La critique d’art Eva Prouteau offre un choix d’œuvres contemporaines qui tournent autour de l’idée de cabane, et « mettent le corps au centre de la recherche. » La journaliste Frédérique Letourneux s’intéresse aux cabanes à outils et aux abris de jardin : quand le potager devient lieu d’évasion. Mais c’est bien Claude Ponti – à qui l’on doit la couverture de ce numéro – qui donne à la notion de cabane toute sa magie. Adèle de Boucherville, critique de littérature jeunesse, analyse les différentes cabanes des livres de Ponti, notamment celles qui sont nichées dans les arbres. « Les arbres, dans les albums de Ponti, sont des personnages de premier ordre. Son trait, délié et maîtrisé, proche de la ligne claire, lui permet de concevoir des cabanes accueillantes et drôles, qui se plient docilement aux souhaits de l’enfant, en être vivants et magiques. » La cabane d’enfance, magnifiée par le trait de Claude Ponti, voilà sans doute la forme première, si ce n’est primitive, de cet habitat éphémère, fragile, revendicatif et signifiant.
Le « mythe » de la cabane n’a que peu à voir avec celui de la caverne.
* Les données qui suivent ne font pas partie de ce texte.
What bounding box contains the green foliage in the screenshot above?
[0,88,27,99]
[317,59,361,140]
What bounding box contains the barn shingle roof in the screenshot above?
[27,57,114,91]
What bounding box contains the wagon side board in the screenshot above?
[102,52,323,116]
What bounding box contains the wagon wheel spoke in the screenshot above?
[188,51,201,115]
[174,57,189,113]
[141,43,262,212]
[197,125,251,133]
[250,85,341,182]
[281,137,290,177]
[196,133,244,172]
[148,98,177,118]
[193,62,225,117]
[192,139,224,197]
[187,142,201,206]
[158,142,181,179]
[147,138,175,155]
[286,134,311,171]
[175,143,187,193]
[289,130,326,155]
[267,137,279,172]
Dans la cabane, on est déjà dessillé, on n’a pas peur des ombres, on les connaît, on les a décryptées, on s’ingénie à les dompter. Abri de fortune ou d’évasion, la cabane, telle qu’elle apparaît ici, a une histoire et un sens. La diversité des contributions de cette livraison permet la réflexion politique, économique, sociale et intime. L’iconographie, magnifiée par la mise en page, répond aux textes ou les devance.
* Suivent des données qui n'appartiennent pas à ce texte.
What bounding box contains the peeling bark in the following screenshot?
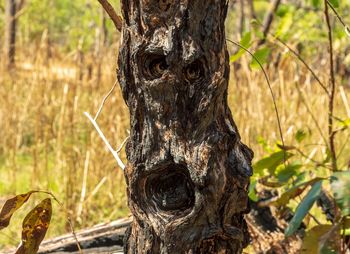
[118,0,253,253]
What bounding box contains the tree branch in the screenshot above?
[98,0,123,32]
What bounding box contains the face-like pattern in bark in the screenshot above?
[119,0,252,253]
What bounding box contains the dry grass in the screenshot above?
[0,39,350,248]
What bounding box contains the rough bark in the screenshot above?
[4,0,16,68]
[118,0,253,253]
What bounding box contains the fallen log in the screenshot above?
[1,205,300,254]
[35,218,131,254]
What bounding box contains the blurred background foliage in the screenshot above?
[0,0,350,253]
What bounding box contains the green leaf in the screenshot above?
[295,130,307,143]
[250,47,271,69]
[272,178,323,206]
[301,225,332,254]
[331,171,350,216]
[284,181,322,237]
[230,32,252,63]
[253,151,293,175]
[311,0,321,8]
[276,163,302,183]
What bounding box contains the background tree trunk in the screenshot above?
[118,0,253,253]
[4,0,16,68]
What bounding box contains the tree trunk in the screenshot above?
[5,0,16,68]
[118,0,253,253]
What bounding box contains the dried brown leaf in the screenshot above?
[16,198,52,254]
[0,191,37,230]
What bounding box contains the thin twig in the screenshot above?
[270,37,328,94]
[116,136,130,153]
[84,112,125,170]
[98,0,123,32]
[256,16,328,94]
[94,80,118,121]
[324,0,337,171]
[326,0,350,37]
[226,39,286,155]
[295,84,329,149]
La Revue 303 tire son titre de l’addition des numéros des cinq départements qui composent la Région Pays de Loire – Loire Atlantique, Maine et Loire, Mayenne, Sarthe, Vendée : 44 + 49 + 53 + 72 + 85 = 303. Il s’agit d’une revue culturelle éditée avec le concours de la Région des Pays de la Loire, ancrée dans son terroir mais en aucun cas régionaliste. Une remarquable revue trimestrielle d’art, de recherche et de création. Outre cette très belle livraison sur les Cabanes, on conseillera la lecture, entre autres, du merveilleux numéro « Utopies » et du magnifique hors-série « Images de Jules Verne ».